Einen gestalteten Garten an dieser Stelle zeigt auch 2° Ms. Hass. 107 [182] verso.
Unterer Vorhof, Grundriss
Der Grundriss präsentiert den gesamten unteren Hof einschließlich der Kirche mit ihren Anbauten. Neben dem südlichen Eingang, der ungefähr an der heutigen Stelle liegt, besitzt diese einen weiteren Zugang am Nordturm, in dessen Verlängerung der „kälberstall" und die „holtzkammer“ angelegt sind. Dabei bleibt unklar, ob es sich hier um das nördliche Seitenschiff oder einen Anbau handelt. Neben der „Einfahrt„ schließt "der stall. / oben frucht hauß" an, der ohne die in den anderen Zeichnungen feststellbare charakteristische Abknickung gezeigt wird. Detailliert sind die Räumlichkeiten des nördlichen Querflügels wiedergegeben, Durchstreichungen und die Notiz "fellige Risse" verweisen an dieser Stelle aber auf Korrekturen, die möglicherweise im Grundriss 2° Ms. Hass. 107 [181] umgesetzt wurden. Die Ostbebauung ist wenig differenziert als Abfolge von fünf Häusern wiedergegeben, während die Darstellung des südlichen Eingangsbezirks der Schilderung in 2° Ms. Hass. 107 [180] recto, rechts entspricht.
Unterer Vorhof, Grundriss
Bei diesem Grundriss des Klosterkomplexes handelt es sich möglicherweise um eine korrigierte Version von 2° Ms. Hass. 107 [179]. Die dort etwas unklar gebliebene Situation im Bereich des nördlichen Kirchenschiffes ist hier so gelöst, dass das Seitenschiff als "Kälber und Rinderstall" dient und eine "Butter Cammer" in der Apsis vorgesehen ist. Sowohl die Bebauung an der West- als auch die an der Ostseite weisen eine deutliche Abknickung auf. Die südliche Eingangssituation entspricht weitgehend der in 2° Ms. Hass. 107 [179] geschilderten Anlage mit den anschließenden Pferdeställen. Der nördliche Abschluss des Oberhofs ist hier summarisch als "Newer baw, zur hern wonung" angegeben.
Lageplan
Der weiträumige Vogelschauplan verzeichnet das Kloster mit seinen Höfen im Grundriss sowie die nähere Umgebung mit Häusern und Straßen, Äckern und Gärten aus der Vogelschau. Die Darstellung der Umgebungsbebauung stimmt weitgehend mit der Ansicht 2° Ms. Hass. 107 [178] überein. Das neue Gebäude im nördlichen Abschluss des Oberhofs wird hier als "Galerie" bezeichnet. Das nördliche Kirchenschiff erscheint wie in 2° Ms. Hass. 107 [181] separiert und damit für neue Funktionen nutzbar. Die Bebauung des Unterhofs entspricht mit kleinen Modifikationen dem Grundriss 2° Ms. Hass. 107 [181].

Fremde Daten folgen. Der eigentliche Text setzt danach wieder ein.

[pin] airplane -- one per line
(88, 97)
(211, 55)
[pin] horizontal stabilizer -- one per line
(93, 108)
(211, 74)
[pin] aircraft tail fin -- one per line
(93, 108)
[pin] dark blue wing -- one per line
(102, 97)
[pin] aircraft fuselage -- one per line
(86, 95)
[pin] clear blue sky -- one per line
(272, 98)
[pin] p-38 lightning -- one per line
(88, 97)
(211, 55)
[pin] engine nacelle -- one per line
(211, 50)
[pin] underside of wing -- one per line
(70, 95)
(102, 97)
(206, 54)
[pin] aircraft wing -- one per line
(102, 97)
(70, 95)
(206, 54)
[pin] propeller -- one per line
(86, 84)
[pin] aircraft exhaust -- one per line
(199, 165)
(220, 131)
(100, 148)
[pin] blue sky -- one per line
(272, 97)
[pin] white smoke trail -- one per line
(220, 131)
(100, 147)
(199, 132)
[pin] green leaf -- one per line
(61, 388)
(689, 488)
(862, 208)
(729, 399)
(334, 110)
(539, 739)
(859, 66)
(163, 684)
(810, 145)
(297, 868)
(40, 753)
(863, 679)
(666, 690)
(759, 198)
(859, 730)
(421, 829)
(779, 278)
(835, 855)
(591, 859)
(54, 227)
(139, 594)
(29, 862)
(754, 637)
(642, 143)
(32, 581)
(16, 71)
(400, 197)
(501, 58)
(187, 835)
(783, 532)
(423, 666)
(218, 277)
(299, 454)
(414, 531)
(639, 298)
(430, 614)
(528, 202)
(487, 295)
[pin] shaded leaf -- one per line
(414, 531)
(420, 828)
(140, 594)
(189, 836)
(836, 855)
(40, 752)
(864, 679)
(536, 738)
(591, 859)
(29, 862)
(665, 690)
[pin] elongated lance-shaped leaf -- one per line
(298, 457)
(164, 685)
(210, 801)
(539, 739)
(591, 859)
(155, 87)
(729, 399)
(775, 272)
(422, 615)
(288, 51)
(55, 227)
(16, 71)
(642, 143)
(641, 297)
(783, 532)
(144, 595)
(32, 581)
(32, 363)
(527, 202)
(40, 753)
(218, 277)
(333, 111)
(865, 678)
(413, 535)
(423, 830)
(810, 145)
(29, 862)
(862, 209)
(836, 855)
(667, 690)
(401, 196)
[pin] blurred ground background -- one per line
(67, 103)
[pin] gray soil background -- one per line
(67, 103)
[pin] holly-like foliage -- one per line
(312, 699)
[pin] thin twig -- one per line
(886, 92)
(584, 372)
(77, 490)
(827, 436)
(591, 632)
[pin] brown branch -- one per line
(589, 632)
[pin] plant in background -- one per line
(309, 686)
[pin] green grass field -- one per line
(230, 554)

"Ictum et Scenographia" , Ansicht von Süden mit Horizontalschnitt
Die Ansicht von Süden gibt die Klostergebäude im Horizontalschnitt über dem Erdgeschoss mit der Beischrift: "Ictum et Scenographia domus Germerodensis". Der projektierte Neubau an der Nordseite des Oberhofs - auf der Vorderseite des Blattes als „Galerie„ bezeichnet - fällt hier durch einen vorgelegten Arkadengang auf. Dahinter befindet sich der „gang zum garten“, der am linken Bildrand als sauber parzellierter Garten mit alphabetisch sortierten lateinischen Pflanzennamen wiedergegeben ist. Die Kirche enthält auch hier ein deutlich abgetrenntes nördliches Seitenschiff, an das der „Marstall“ wie auf der Darstellung der Vorderseite direkt anschließt. Die Fläche des Unterhofs, dessen östliche Bebauung nicht dargestellt wird, erscheint ebenso wie der Oberhof gepflastert - auch das ein Mittel, der eher ländlichen Hofanlage ein herrschaftliches Gepräge zu geben.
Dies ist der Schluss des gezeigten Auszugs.